Kirkus Reviews QR Code
THE SMALL MINE by Menna Gallie

THE SMALL MINE

By

Pub Date: Jan. 16th, 1962
Publisher: Harper & Row

The events in Miss Gallie's small novel are of singular insignificance. Joe Jenkins, a Welsh boy, goes down into a mine alone on a Sunday afternoon to help a friend finish his weekly work allocation. Joe is killed as the result of the puny, impotent gesture of a disgruntled, bitter man. One can say about Joe Jenkins only that he was -- he loved, he used, he was loved, he died absurdly. So goes what constitutes the threadbare plot of The Small Mine; the elusive Miss Gallie defies definition by means of the usual criteria.

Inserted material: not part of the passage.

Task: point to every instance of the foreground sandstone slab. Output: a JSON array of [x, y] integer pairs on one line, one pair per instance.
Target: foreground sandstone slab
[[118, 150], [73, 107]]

She is a writer of extraordinary sensitivity, warmth, humour and compassion. In her description of Joe's mother -- ""a dark, darting little woman, still trim and tight in the figure, bouncing with energy and long since out of patience and passion for her slow, kindly, insensitive husband"" -- she implies the entirety of a familial situation by means of two skeletal, kinetic silhouettes. She is a masterful poet of the sensuous universals: ""rough towels, clean clothes, humanity restored, the depravity of darkness put away, in the locker till tomorrow and tomorrow""...The stuff of Menna Gallie's novel would have fared far better in a short story or a long poem.